You know that if your child doesn’t cooperate, you can bribe him with an ice-cream or some other tempting play item. But are you harming him or simply rewarding him for good behaviour?Bribes and rewards do have something in common. In both cases, you give your child something in return for good behaviour. The important difference lies in what you teach him.
Bribing encourages him to act in a certain way to get what he wants, whereas a reward will teach him commitment and responsibility. It’s vital to ensure you’re installing good characteristics rather than encouraging manipulation.
Are bribes harmful?
Your child will cooperate only to obtain and indulgence and feels entitled to a treat for the most basic responsibility, like brushing his teeth.

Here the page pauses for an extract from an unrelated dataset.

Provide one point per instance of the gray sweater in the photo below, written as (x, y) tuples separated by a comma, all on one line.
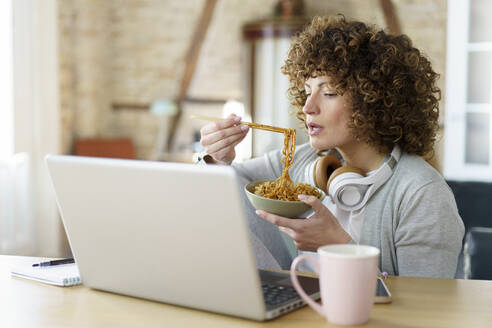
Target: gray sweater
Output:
[(412, 218)]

Eventually, he learns just how far he can push you. For the sake of peace, you give in and your child has learnt a vice rather than a virtue.
Ways you can avoid bribes
Encourage good behaviour by:
- Giving your child constant, positive feedback
- Being a good example
- Listening to their problems or concerns
Why rewards are helpful
Society works on a reward system. You work; you get paid. Rewards, star charts, and, later on, contracts are usually effective in developing maturity in your child.
An effective reward system
Explain to your child the benefit of what you’re asking him to do. Brushing teeth twice a day will keep them healthy, for example. Here are six ways to implement an effective reward system:
- Select the reward: Your child needs to be able to identify the rewards and to choose the one most suitable. Having a list of rewards, and allowing him to negotiate with you, teaches him to reason and be independent.
- Match the reward to the behaviour: A reward is similar to a salary. Your child needs to understand what he’ll earn from a particular behaviour.
- Be specific: Leave no room for misunderstandings. For example, if you reward your child for keeping his room tidy, then explain exactly what this means.
- Set times: Tell him his room needs to be cleaned just before supper time, and give him a 15-minute warning. Ring a bell when it must be done.
- Provide a friendly reminder: Picture charts, depicting desired behaviours work well. Your child will take time to learn the new behaviour, and this prevents the need for you to nag him.
- Set a time frame: New habits take about three weeks to learn. Explain to your child that after this time, he’ll be expected to continue the behaviour without an incentive.